Sobre a definição, essência traduzida no plano verbal, Aristóteles sustenta, acima, que faz parte do próprio tal como o próprio. Há aqui uma certa ambiguidade, uma duplicação de sentidos de próprio: há o próprio substância (exemplo: este vaso de barro), que inclui a forma comum, não própria, que lhe veio de cima, e o próprio acidente (exemplo: este barro), que é a porção de matéria ordenada e individuadora, aquilo que é mesmo singular e único. Não esqueçamos que para Aristóteles, a matéria é o princípio da individualização, a concreção no máximo grau.

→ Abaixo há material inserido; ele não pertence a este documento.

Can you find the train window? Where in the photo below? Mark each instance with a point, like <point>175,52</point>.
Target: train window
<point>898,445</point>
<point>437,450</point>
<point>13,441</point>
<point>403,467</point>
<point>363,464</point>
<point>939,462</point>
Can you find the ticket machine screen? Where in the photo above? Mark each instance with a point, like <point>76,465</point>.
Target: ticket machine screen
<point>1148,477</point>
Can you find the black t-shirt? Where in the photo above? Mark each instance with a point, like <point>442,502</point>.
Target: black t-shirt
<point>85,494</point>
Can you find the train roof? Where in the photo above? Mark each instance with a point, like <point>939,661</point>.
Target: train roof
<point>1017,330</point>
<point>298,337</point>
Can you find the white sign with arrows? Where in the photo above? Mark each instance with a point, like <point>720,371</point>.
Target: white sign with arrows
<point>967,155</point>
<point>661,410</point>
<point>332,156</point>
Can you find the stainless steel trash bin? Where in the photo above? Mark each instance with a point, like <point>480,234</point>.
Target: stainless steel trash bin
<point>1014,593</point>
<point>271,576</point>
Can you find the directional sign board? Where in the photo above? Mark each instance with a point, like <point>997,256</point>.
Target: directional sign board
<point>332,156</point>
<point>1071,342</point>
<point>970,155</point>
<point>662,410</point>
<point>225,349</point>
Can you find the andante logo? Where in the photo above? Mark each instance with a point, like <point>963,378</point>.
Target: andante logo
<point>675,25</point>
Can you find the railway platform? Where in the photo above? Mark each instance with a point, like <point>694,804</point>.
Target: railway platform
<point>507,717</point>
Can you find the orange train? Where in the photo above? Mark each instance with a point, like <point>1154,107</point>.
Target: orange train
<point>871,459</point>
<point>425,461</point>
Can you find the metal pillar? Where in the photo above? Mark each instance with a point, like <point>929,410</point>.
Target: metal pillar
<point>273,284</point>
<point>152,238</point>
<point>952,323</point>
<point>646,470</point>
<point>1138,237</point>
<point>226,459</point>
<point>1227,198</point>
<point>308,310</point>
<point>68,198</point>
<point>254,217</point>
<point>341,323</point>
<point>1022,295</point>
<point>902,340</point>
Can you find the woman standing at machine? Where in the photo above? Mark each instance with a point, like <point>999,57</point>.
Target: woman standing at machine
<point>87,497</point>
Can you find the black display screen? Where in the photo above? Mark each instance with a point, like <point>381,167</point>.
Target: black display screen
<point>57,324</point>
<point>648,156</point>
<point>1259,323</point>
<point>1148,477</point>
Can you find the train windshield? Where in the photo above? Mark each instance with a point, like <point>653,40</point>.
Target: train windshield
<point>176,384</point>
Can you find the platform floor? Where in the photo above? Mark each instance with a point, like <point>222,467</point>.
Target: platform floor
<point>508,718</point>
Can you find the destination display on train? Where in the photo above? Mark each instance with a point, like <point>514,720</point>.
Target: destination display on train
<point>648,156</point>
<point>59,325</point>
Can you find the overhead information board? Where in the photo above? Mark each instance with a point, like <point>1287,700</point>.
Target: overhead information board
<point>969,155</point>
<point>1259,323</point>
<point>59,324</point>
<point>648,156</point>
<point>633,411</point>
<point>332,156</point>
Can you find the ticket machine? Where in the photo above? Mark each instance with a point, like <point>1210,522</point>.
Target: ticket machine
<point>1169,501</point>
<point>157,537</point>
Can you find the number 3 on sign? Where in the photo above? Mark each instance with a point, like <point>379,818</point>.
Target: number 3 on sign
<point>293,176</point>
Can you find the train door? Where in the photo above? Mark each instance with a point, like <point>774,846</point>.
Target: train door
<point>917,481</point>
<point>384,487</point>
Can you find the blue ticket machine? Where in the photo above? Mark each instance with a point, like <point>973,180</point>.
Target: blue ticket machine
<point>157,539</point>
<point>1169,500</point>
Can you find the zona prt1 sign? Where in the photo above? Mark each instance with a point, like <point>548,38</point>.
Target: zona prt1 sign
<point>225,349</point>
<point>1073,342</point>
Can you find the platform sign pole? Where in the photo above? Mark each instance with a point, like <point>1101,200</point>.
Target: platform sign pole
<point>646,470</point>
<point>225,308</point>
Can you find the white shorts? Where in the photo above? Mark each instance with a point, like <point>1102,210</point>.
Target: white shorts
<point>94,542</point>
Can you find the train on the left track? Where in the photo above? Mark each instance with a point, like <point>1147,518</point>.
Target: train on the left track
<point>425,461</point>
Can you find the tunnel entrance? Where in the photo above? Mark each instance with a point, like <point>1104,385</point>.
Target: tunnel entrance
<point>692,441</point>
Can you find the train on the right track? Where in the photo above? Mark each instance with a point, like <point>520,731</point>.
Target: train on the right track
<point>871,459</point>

A relação entre a substância e o acidente desenrola-se no plano ontológico, do que é e do que não é: a substância é, o acidente é e não é. O acidente é algo mas não é intrínseco à substância - referimo-nos ao acidente extrínseco, como por exemplo, a esferográfica (acidente) pousada sobre a substância mesa. Quando se trata do acidente intrínseco à essência (exemplo: o piscar de olhos ou o sorrir de cada ser humano) a descontinuidade mantém-se como característica do acidente: este é descontínuo, ora acontece ora desaparece, e só a sua forma, em conexão necessária com a substância, o classifica como acidente intrìnseco à substância, ao próprio.
A essência é, sempre, captada por abstracção, imprescindível no plano filosófico e científico; a essência existe misturada com a existência, com o existir ou ser puro.

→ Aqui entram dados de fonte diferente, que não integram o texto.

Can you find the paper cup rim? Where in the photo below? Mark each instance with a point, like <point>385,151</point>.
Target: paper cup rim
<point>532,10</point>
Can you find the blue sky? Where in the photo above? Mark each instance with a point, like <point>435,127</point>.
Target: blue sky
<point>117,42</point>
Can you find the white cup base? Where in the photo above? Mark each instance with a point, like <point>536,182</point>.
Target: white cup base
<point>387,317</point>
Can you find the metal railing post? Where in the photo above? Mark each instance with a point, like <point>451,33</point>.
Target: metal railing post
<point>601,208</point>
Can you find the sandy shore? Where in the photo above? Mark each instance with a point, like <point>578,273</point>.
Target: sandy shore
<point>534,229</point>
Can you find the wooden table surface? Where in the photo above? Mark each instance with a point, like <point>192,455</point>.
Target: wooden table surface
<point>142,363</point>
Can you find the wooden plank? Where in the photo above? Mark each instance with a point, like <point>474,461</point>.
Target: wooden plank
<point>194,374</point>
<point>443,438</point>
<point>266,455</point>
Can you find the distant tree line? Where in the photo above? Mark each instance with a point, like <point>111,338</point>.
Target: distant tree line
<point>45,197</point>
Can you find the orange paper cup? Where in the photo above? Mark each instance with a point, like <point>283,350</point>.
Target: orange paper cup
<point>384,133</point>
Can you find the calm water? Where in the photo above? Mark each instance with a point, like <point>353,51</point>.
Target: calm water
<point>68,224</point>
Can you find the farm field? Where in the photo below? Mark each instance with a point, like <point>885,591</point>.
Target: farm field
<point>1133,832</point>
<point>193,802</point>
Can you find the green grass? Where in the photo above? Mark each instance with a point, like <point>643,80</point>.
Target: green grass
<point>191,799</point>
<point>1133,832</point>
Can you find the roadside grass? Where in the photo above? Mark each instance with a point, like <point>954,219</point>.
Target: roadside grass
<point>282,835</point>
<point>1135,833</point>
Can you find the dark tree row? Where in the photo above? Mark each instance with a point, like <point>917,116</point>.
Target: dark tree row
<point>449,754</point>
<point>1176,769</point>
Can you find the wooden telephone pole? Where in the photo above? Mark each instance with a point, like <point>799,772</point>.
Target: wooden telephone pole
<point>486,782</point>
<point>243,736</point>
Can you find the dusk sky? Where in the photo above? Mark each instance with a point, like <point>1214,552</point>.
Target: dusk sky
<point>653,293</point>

Mas a relação entre o género, a essência-definição e o próprio - este entendido como substância, isto é, um composto de forma e matéria - desenvolve-se primariamente, não no plano ontológico, mas no plano eidológico, que é um plano formal concreto.

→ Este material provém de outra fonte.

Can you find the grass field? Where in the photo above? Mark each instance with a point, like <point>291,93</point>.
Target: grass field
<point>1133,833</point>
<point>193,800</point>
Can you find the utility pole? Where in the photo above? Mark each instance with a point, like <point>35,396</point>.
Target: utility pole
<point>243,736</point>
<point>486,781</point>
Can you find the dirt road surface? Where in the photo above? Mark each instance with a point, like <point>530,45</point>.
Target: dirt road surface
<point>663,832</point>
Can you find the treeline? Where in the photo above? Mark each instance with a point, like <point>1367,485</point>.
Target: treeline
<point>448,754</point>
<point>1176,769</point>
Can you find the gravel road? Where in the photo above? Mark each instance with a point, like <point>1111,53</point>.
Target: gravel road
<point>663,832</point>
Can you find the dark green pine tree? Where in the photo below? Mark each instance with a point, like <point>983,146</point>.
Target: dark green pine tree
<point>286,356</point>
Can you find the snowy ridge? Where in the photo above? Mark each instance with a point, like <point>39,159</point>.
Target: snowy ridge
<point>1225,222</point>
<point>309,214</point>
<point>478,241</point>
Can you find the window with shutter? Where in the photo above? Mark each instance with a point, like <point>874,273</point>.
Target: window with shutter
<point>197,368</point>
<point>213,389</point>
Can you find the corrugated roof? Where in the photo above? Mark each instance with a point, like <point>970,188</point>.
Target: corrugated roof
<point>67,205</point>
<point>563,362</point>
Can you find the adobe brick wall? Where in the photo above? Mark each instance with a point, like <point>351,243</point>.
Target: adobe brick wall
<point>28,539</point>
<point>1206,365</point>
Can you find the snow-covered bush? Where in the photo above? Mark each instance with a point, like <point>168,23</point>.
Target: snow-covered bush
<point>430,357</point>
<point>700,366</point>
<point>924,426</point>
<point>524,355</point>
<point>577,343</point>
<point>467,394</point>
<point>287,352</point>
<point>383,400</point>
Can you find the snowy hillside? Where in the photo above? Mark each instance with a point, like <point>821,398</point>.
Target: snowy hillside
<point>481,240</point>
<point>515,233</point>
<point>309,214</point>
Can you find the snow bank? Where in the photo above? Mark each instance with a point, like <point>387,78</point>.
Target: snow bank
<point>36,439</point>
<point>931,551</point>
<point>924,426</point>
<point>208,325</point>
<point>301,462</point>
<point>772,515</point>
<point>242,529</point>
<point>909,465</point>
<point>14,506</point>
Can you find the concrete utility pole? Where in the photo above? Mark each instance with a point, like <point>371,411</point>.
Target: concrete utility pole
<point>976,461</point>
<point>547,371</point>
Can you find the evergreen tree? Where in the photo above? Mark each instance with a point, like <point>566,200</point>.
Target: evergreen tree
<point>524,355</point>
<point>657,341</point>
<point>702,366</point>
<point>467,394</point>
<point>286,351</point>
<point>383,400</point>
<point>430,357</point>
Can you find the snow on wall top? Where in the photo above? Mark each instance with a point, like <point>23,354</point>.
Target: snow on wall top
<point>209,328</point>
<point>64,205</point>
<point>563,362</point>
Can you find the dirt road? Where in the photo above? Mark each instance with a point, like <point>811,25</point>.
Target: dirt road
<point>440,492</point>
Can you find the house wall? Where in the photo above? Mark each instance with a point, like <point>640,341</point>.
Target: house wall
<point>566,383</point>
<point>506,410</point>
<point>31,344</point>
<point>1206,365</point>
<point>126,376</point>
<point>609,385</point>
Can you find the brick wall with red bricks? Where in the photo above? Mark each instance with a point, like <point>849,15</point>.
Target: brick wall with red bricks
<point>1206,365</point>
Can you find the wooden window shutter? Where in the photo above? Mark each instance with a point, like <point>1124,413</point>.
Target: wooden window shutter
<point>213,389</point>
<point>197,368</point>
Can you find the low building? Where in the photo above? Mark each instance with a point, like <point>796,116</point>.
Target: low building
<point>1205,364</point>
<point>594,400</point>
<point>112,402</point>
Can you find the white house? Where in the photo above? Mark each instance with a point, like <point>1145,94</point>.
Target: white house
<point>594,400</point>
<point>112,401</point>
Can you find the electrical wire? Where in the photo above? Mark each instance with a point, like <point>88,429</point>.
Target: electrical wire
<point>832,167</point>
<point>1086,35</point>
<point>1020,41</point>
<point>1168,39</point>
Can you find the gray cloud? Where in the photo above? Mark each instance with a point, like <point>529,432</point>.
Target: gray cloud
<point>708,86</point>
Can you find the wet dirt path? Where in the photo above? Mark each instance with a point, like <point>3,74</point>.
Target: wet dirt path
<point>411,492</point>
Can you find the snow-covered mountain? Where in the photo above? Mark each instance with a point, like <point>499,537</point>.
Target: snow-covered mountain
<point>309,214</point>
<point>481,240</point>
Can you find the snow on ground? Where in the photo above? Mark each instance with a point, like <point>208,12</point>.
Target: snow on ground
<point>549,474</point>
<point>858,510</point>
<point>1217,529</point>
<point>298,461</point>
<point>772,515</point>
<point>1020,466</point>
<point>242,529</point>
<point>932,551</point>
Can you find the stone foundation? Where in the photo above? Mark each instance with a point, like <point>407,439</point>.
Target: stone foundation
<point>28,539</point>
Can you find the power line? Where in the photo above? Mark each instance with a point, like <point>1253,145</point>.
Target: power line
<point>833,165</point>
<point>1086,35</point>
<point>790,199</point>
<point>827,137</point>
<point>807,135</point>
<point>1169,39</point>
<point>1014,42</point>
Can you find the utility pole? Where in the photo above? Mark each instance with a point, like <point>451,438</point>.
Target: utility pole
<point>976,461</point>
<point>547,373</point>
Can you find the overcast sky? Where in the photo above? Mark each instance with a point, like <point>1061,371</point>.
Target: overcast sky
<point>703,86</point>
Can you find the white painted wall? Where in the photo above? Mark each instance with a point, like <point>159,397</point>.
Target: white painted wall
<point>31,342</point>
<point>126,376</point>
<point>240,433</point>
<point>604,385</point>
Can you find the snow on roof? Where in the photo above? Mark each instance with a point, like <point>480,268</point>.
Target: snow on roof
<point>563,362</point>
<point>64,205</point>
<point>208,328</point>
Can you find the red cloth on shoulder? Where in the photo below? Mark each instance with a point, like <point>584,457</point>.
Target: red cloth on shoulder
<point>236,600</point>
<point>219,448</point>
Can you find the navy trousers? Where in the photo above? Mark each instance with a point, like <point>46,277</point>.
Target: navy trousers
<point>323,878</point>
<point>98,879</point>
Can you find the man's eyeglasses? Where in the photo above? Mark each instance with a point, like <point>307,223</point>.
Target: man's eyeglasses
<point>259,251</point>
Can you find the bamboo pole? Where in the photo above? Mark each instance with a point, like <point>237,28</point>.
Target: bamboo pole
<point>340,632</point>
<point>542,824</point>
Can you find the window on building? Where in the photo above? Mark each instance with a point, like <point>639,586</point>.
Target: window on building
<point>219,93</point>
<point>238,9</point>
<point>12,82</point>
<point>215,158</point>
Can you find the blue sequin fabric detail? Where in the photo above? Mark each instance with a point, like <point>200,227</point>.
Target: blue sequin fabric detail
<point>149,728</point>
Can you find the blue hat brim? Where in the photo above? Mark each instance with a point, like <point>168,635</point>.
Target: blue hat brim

Assim, o termo próprio encontra-se na encruzilhada do seu duplo sentido: é o que é (tó on) - sentido ontológico em comparação com o acidente - e é o quê é (tó tí)- sentido eidológico, que lhe é dado pelo facto de ser constituido por uma forma individual participada pela forma-espécie-definição e pelo género.
O aparente paradoxo da concepção aristotélica é o de duas entidades não individuais mas colectivas - a forma comum (definição) ou espécie e a matéria-prima (Hylé) - forjarem entes individuais concretos ao unirem-se, sendo a matéria o princípio da individuação.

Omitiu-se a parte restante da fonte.